Politically, the situation in Lebanon remains relatively tense, yet this is a state of normality here. The people and the media continue to discuss when Israel is going to invade again, and how best to avoid or respond to that looming possibility. Fear of the state next door that has been bullying the neighborhood continues to be defied by people who go about their life as usual, constantly organizing social, political, and cultural events. There is always something happening in Beirut–lectures, music concerts, art festivals, not to mention business as usual. One evening, we went to see a hip hop show at Ta-Marbouta, a progressive café/library/arts space, by a young Lebanese MC, Rayess Bek, whose lyrics challenged sectarianism and imperialism and spoke of the lives of Palestinian refugees. On the last day of our visit, there was a rally on the Corniche in support of secularism and in protest of the Lebanese political system, established by the French colonial regime that has enforced communal identities in government as well as social life. Participants carried roses and held signs such as “Civil Marriage, Not Civil War.” There was much debate about the potential as well as limitations of this newly emerging movement among progressives we met while in Beirut.

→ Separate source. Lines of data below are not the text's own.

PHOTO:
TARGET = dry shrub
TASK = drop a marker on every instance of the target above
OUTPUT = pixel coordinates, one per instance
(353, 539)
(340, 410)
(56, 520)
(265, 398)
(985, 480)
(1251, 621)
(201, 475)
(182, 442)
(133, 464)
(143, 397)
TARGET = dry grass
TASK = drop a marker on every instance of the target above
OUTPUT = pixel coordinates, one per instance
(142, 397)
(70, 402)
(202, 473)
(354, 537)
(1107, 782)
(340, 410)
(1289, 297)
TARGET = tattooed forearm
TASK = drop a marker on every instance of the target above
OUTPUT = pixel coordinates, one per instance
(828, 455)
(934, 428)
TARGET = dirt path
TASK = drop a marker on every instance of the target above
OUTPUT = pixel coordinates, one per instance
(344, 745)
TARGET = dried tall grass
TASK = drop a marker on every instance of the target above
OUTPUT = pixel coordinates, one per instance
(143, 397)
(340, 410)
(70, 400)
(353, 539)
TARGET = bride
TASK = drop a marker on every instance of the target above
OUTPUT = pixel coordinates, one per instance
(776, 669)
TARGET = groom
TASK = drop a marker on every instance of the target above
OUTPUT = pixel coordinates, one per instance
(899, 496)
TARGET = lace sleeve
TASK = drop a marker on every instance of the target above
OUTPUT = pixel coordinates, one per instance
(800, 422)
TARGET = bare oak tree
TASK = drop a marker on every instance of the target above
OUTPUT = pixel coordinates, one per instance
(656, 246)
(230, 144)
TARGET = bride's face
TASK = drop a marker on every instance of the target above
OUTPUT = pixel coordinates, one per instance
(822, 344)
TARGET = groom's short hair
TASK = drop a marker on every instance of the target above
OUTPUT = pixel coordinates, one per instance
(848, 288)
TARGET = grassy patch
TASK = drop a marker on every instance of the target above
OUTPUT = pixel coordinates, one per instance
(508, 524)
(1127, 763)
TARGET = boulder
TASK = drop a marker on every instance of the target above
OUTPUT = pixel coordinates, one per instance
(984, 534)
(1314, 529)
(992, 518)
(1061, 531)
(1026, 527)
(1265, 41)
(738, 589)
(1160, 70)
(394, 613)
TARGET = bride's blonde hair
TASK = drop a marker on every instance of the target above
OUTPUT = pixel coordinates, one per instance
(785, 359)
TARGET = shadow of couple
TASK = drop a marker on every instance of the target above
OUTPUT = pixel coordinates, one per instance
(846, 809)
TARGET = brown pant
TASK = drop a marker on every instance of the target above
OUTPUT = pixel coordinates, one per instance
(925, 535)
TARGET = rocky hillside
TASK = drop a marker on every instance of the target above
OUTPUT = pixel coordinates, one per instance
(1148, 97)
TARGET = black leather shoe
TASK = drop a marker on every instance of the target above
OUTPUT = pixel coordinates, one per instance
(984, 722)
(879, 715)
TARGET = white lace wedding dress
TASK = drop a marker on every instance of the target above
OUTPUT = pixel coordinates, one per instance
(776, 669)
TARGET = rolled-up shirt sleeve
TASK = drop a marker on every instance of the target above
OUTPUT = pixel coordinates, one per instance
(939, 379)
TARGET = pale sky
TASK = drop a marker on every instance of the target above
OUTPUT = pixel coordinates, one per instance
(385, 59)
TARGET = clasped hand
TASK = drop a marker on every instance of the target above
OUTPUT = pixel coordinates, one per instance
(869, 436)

 The city is still trapped by the legacies of Western colonial projects and European interventions in the region. The future of the country remains ambiguous: whether to be a part of the Arab and Islamic heartland or to be part of pax Zionist/Western Americana? Yet, the shift to the “West” will continue to be opposed and challenged by those who persistently frustrate the American imperium and its local proxies. As one stencil on a wall in West Beirut read: “Got Charlie?” 
(This article is from BOL ASIA/Naked Punch Asia issue 04, Summer 2010).